Command claims it's fine, the crew thinks it isn't, and we're left to wonder what the disconnect is.

Oh yeah, you're right. I had forgotten or missed that conversation in the pilot.

In the meanwhile, I've watched Deadelus (S4E10), and there they do state that the worries about the person coming out the transporter being just a copy have been solved by scientists.
posted by painquale at 8:37 PM on April 3, 2019 [1 favorite]


I had forgotten or missed that conversation in the pilot.

To be fair, they talked about it the way you were thinking most of the time.

I mean, it's not as though they included any dialogue about Starfleet/Trip having made gradual refinements to the device, prior to this episode, to increase safety w/r/t biological transport.

I meant to address this but I was in a hurry before: this would've been a much better use of their time than having Reed reinvent the wheel a bunch. Just a slow burn on 'Trip gets the bugs out of the transporter,' up until they were ready to feature it in more stories.
posted by mordax at 9:42 PM on April 3, 2019 [1 favorite]

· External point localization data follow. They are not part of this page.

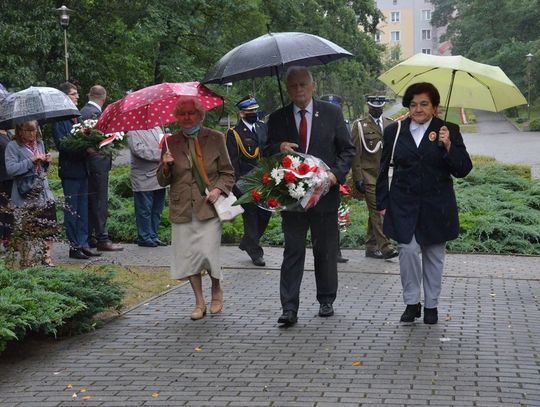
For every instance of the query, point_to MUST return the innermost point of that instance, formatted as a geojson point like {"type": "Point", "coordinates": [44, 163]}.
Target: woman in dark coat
{"type": "Point", "coordinates": [418, 202]}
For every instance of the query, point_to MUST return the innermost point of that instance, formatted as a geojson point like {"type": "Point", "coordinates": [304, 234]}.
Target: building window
{"type": "Point", "coordinates": [426, 15]}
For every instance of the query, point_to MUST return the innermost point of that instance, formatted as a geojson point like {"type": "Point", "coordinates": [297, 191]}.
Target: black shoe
{"type": "Point", "coordinates": [374, 254]}
{"type": "Point", "coordinates": [259, 261]}
{"type": "Point", "coordinates": [147, 243]}
{"type": "Point", "coordinates": [326, 310]}
{"type": "Point", "coordinates": [411, 313]}
{"type": "Point", "coordinates": [89, 253]}
{"type": "Point", "coordinates": [288, 318]}
{"type": "Point", "coordinates": [77, 254]}
{"type": "Point", "coordinates": [430, 316]}
{"type": "Point", "coordinates": [390, 254]}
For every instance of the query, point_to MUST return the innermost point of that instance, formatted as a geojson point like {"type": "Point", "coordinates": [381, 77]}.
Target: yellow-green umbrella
{"type": "Point", "coordinates": [460, 81]}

Even if they establish that transporters aren't for people, there are still TONS of situations that could have been solved by beaming down inanimate tools and supplies, or beaming up lost communicators.
posted by fleacircus at 2:48 AM on October 30, 2019 [1 favorite]


The conclusion that Hoshi's experience was a dream may not suit everybody, but I think the episode fits in well with the dramatic legacy of "An Occurrence at Owl Creek Bridge."